Corporate Governance for the Future
The model for corporate governance is changing. Boards are now demonstrating concern for ethical behavior in business strategy, operations and culture. With the new global economy, the board and all the stakeholders are beginning to recognize that environmental, social, and governance are critical to the corporation’s reputation and ultimately, profits.
These new concerns are front and center before the board. Directors need to provide well-informed strategic direction and oversight beyond short-term financial performance. By considering all of these issues in a social context, companies can prepare to respond to risks – by doing so, they enhance the company’s reputation. Such a focus can also create shareholder value through an increase in business and greater access to markets. This new vision is fast becoming a reality – corporate values will converge with a set of core values encompassing social concerns like human rights, environmental protection and anti-corruption measures.

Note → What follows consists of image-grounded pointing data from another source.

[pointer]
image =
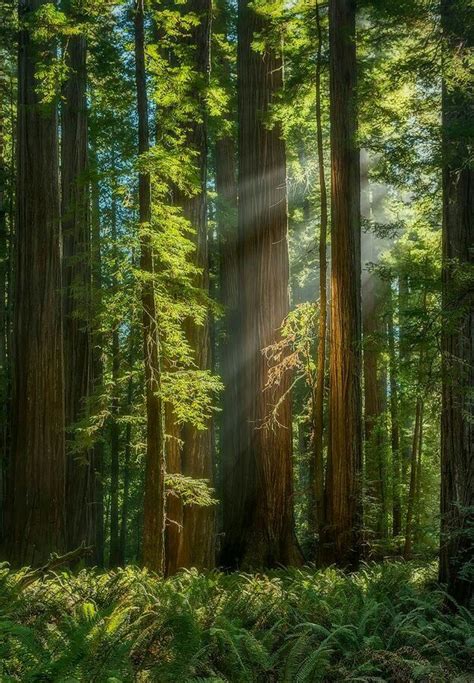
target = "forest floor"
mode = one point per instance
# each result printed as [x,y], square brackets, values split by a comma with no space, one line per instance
[384,623]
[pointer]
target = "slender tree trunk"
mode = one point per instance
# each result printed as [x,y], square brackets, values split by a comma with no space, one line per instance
[154,503]
[4,330]
[97,365]
[395,426]
[37,474]
[418,491]
[260,532]
[317,517]
[76,289]
[126,462]
[345,451]
[412,490]
[375,400]
[457,425]
[197,542]
[114,410]
[226,186]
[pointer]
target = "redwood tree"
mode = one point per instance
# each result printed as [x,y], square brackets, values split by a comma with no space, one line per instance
[457,426]
[153,516]
[259,531]
[194,544]
[76,287]
[37,474]
[345,448]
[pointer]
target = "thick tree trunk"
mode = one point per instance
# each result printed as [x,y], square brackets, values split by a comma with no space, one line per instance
[197,537]
[37,476]
[457,425]
[76,289]
[260,532]
[226,186]
[394,426]
[317,512]
[345,451]
[154,503]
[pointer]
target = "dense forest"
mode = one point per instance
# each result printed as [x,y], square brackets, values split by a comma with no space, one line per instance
[236,340]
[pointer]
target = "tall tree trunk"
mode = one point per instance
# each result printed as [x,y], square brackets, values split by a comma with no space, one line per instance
[97,364]
[226,186]
[260,532]
[37,476]
[115,405]
[76,288]
[317,517]
[154,503]
[4,329]
[345,451]
[126,461]
[412,489]
[457,425]
[394,424]
[374,399]
[197,542]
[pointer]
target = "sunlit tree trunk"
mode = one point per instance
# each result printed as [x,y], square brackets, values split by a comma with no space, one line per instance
[154,503]
[345,448]
[76,288]
[97,363]
[457,425]
[411,502]
[375,400]
[197,542]
[260,532]
[317,516]
[394,424]
[114,409]
[37,477]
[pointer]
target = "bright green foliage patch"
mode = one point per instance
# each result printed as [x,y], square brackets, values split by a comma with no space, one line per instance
[384,623]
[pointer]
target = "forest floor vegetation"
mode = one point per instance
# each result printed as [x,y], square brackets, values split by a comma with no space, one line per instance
[383,623]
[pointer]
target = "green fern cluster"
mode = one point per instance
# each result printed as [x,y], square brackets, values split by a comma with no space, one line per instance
[384,623]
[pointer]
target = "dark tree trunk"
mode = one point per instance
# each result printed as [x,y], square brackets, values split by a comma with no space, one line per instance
[76,289]
[97,365]
[197,538]
[226,186]
[260,533]
[317,512]
[114,410]
[394,425]
[345,450]
[374,400]
[411,502]
[457,426]
[154,503]
[37,475]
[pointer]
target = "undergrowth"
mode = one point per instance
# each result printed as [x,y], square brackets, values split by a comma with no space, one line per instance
[384,623]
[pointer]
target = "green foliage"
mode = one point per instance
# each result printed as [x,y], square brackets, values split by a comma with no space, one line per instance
[383,623]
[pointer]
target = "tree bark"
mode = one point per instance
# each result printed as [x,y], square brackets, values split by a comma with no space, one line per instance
[317,512]
[76,289]
[394,425]
[154,503]
[197,541]
[345,450]
[413,471]
[457,424]
[97,363]
[37,476]
[260,532]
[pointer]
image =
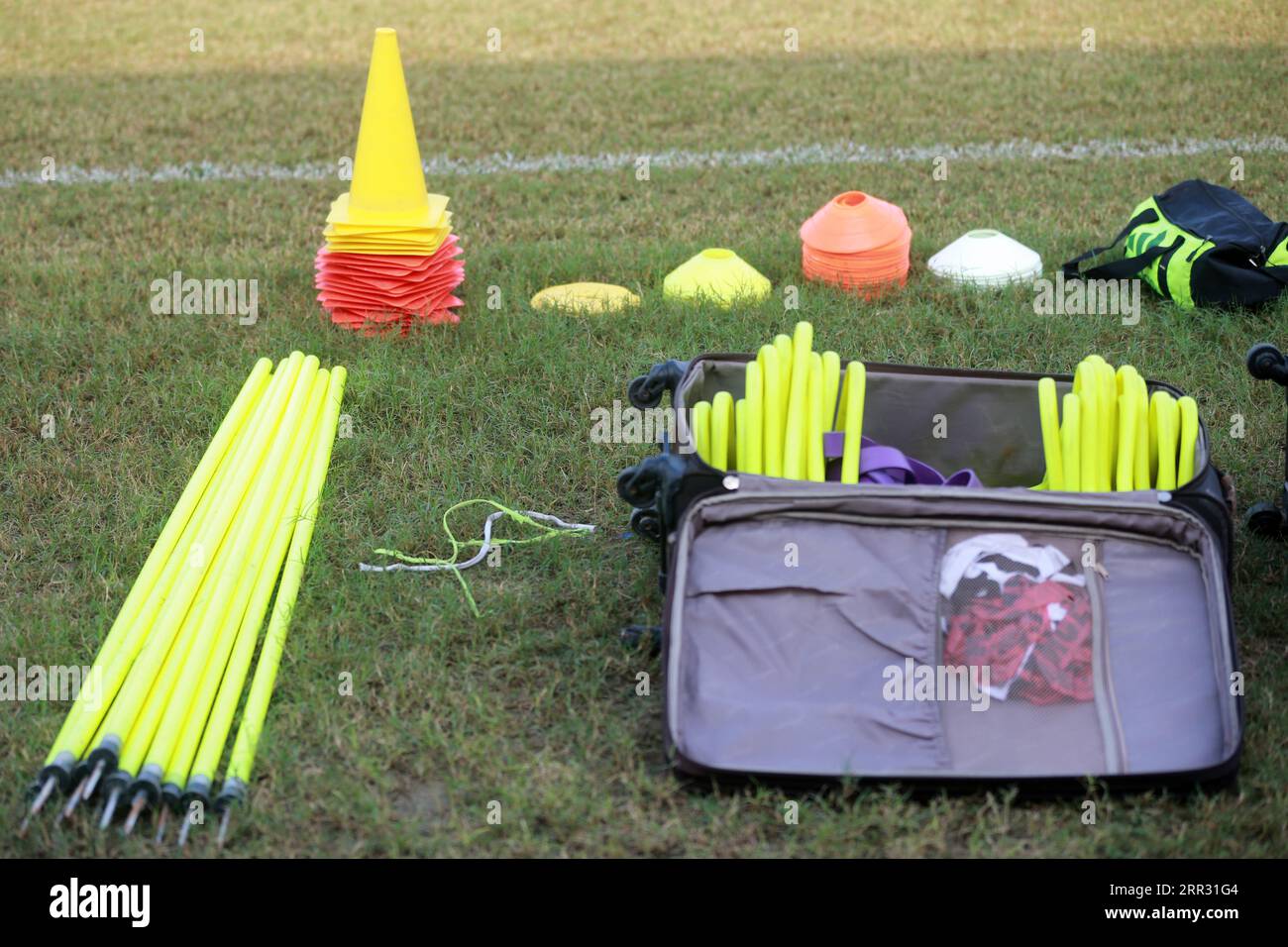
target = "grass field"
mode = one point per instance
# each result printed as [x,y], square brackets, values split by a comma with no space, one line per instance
[533,703]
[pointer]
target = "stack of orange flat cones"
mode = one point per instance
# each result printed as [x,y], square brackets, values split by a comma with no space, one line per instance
[858,243]
[390,258]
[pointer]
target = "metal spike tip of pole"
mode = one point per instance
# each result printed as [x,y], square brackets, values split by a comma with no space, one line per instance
[95,775]
[223,826]
[38,804]
[110,808]
[141,800]
[75,797]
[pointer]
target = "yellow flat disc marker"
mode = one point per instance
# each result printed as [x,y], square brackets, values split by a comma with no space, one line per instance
[587,298]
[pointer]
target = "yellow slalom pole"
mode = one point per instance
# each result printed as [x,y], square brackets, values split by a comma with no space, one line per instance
[262,567]
[137,684]
[751,425]
[794,442]
[1127,420]
[197,783]
[1070,442]
[236,578]
[772,440]
[1189,410]
[274,639]
[1141,457]
[739,434]
[721,421]
[85,715]
[831,388]
[700,421]
[1108,406]
[784,346]
[815,466]
[855,385]
[145,755]
[1048,416]
[1163,410]
[1089,405]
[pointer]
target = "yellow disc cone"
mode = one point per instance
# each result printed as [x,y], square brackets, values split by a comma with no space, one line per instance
[387,179]
[719,275]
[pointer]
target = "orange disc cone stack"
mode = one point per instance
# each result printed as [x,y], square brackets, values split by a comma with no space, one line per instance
[858,243]
[390,258]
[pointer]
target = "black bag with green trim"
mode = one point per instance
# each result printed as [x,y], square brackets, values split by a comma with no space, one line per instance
[1198,244]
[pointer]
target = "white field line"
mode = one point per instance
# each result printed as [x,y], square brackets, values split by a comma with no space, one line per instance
[787,157]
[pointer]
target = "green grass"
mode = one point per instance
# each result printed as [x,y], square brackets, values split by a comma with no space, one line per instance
[533,703]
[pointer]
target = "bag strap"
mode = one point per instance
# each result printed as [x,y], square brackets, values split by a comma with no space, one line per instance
[1119,268]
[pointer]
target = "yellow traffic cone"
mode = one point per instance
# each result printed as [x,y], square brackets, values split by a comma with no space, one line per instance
[387,187]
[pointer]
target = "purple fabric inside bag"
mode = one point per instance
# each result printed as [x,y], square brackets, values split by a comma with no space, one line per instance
[881,464]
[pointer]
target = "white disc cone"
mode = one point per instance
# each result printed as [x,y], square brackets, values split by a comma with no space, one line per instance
[986,258]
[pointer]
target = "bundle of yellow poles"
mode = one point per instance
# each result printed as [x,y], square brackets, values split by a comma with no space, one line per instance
[154,725]
[1112,434]
[791,397]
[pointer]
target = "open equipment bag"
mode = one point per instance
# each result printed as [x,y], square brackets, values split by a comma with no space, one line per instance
[802,620]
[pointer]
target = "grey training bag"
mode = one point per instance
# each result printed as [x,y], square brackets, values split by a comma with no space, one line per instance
[936,633]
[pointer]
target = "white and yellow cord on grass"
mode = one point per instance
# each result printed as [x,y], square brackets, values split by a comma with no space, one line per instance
[549,527]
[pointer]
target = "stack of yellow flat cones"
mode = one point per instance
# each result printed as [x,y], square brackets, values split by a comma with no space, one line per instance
[390,258]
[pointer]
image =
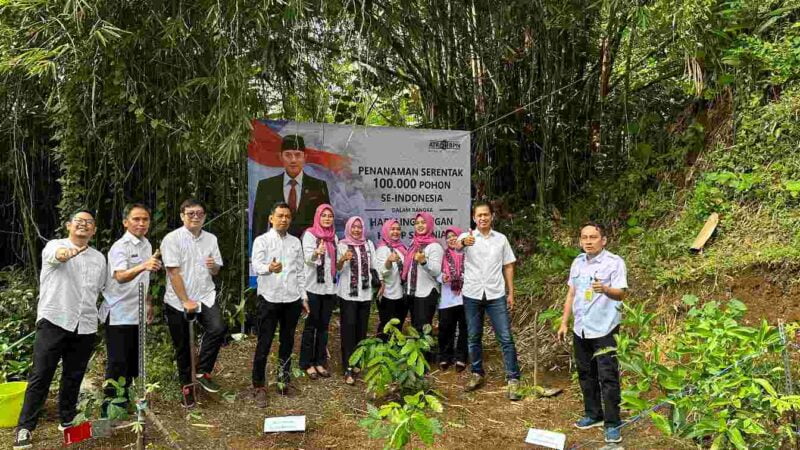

In order to accomplish this transformation, access to information will be critical and board expertise must be reformulated to embrace new issues. The lifeblood of every corporate board of directors is timely and accurate information. A board can adopt all the corporate governance best practices it wants but if it does not require, verify and review information from senior management, the board will fail all of its stakeholders.
How should the board make sure it has access to critical information? All too often, senior managers try to wiggle around bad news, business risks or failures. Directors need to make it clear to senior management from the start that they need and want access to important information. Board committees need to set up a schedule for regular meetings, at least quarterly, and they have to make sure that they are provided accurate information. Senior managers have to be held accountable on this score. If the information turns out to be inaccurate, the board has to find out why and remedy the problem so it never occurs again.
In this enforcement environment, board members have to remember that the SEC, shareholders and others are looking over their actions and are ready to hold them accountable for failures to act. The SEC has brought actions against independent directors for failing to carry out their responsibilities, ignoring issues and continuing with business as usual.
The best defense to regulatory enforcement is an offense – leadership in the new direction of global corporate governance.